The cavalcade of chaos and crises confronting South Africa right now, with electricity outages a daily grim reminder of our failing state, is probably an excellent moment to roll out the tattered red carpet in Pretoria for the visiting representative of an even more failed enterprise than our own: Russia.
The presence in our capital of its foreign minister, Sergei Lavrov, feted by Naledi Pandor and Cyril Ramaphosa, whose posture of indifference, at best, to the Russian invasion of Ukraine, was praised by Lavrov, is the prelude to a full-scale naval exercise later this month off our shores featuring SA, Russia and China.

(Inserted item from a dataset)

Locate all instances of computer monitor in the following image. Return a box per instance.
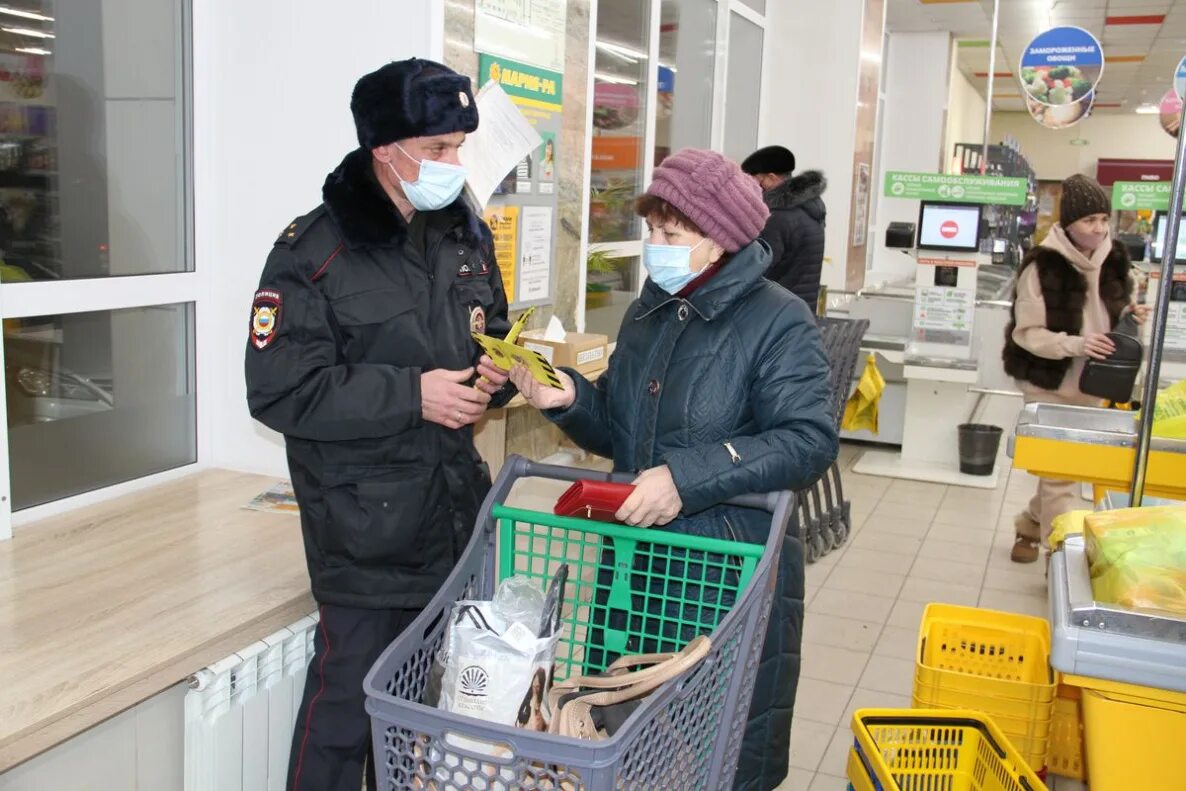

A veritable pariah’s alliance cemented in an effort to thumb the collective nose at the forces of the West. Never mind our trade and investment needs, the climate transition package and the risk of ending next year’s renewal of the US Africa Growth and Opportunity Act. Impulse and gesture, history and resentment trump common sense and economic necessity again, and the violation of any norms and decency undergirding our foreign policy is now complete.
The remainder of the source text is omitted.